Another important assignment of the trip is a journal that students keep throughout their journey. They document learning experiences, photographs, and personal reflections on their excursions. One student even recounted his frightening experience with a large tarantula after he chose to take a break from hiking so as to avoid getting himself “into a wheelchair” on the first day of the trip. For other students, hiking on the fault scarp was a highlight, and many more felt that seeing Hoover Dam was the most impressionable aspect of the trip. From taking pictures by huge dragon statues in the desert to learning about how cliff erosion can decrease the property value of million-dollar homes, there was a new experience for everyone on the trip.
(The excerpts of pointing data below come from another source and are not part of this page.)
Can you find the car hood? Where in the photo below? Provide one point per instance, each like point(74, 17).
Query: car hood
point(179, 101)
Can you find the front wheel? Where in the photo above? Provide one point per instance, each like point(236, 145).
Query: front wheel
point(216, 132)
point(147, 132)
Just as photographs of Hoover Dam cannot truly convey its impressive size, one single story cannot paint a complete picture of this unique study away experience. Last Winter term, students visited many more sites and gained many more experiences than those mentioned above. Truly an eye-opening trip for those who had never explored the Southwest, students learned a great deal that can be applied to their future careers as engineers—and to their lives in general. Even Dr. Campbell, who has been on the trip for several years, learns something new each time and is passionate and eager to share about his experience with the Total Immersion Floodplain Management trip.